Cela est particulièrement vrai dans des domaines tels que la politique climatique, la protection de la nature, les technologies émergentes et la préparation aux pandémies, où des décisions mal avisées et à court terme peuvent entraîner des dommages durables, potentiellement irréversibles. Pour éviter de tels résultats, il faut fixer des priorités claires à long terme et veiller à ce que la représentation des intérêts des générations futures contrebalance les décisions à court terme.
Il est également essentiel de faire la distinction entre les « générations futures » et les enfants et les jeunes d’aujourd’hui. Si leurs intérêts se recoupent, ces groupes sont très différents et ne doivent pas être confondus. Les politiques destinées aux générations futures ne s’intéressent pas nécessairement à des questions telles que l’éducation ou le marché du travail ; elles visent plutôt à introduire une perspective à long terme dans le processus législatif.
La prospective doit devenir un élément essentiel du processus législatif de l’UE. Toute nouvelle proposition devrait faire l’objet d’une analyse d’impact rigoureuse pour garantir qu’elle s’aligne sur les priorités à long terme, qu’elle peut atteindre les objectifs fixés et qu’elle répond aux problèmes qu’elle vise à résoudre de manière efficace, sur la base des connaissances et des preuves scientifiques les plus récentes. Ce processus pourrait également contribuer à tester les nouvelles initiatives, en s’assurant qu’elles peuvent résister aux chocs et aux défis imprévus.
Enfin, les points de vue des citoyens ordinaires devraient être intégrés aux discussions stratégiques. En créant des forums publics qui s'appuient sur des initiatives telles que la stratégie de la Commission européenne pour l'emploi, Conférence sur l'avenir de l'Europe et Panels de citoyens européensles décideurs politiques pourraient maintenir la viabilité des engagements à long terme et garantir que les intérêts des générations futures jouent un rôle central dans la manière dont l’Europe aborde les grands problèmes sociaux.

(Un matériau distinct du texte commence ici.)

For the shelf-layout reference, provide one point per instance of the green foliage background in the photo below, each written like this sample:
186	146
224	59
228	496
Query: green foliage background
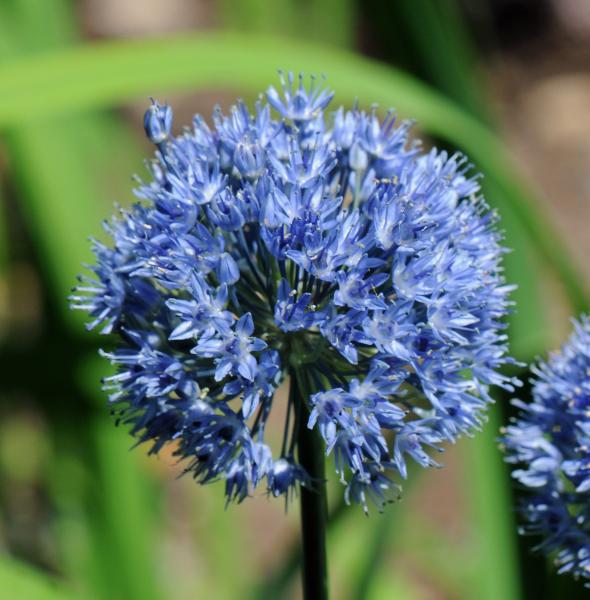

Les élus privilégient souvent les gains à court terme pour leurs électeurs au détriment de la planification à long terme, ce qui crée de profondes tensions intergénérationnelles qui présentent des risques systémiques. Compte tenu de cette réalité, la nomination d’un commissaire à l’équité intergénérationnelle a le potentiel de transformer l’élaboration des politiques européennes.
Nos propositions peuvent contribuer à garantir que les décisions prises aujourd’hui ne compromettent pas le bien-être de ceux qui ne sont pas encore nés. Mais pour que cette nouvelle autorité puisse remplir son mandat, les organisations de la société civile, les universitaires et les citoyens doivent s’engager auprès d’elle, lui apporter leur contribution et demander des comptes à ses responsables. Ce n’est que par une participation active et un examen public que cet effort pionnier pourra réaliser tout son potentiel.
Avec un soutien et des ressources adéquats, le commissaire européen chargé de l'équité intergénérationnelle pourrait créer un précédent quant à la manière dont les institutions démocratiques peuvent mieux représenter les intérêts à long terme de la société. Dans un contexte de défis mondiaux sans précédent, du changement climatique aux bouleversements technologiques, une gouvernance aussi avant-gardiste n'est pas seulement souhaitable, elle est essentielle.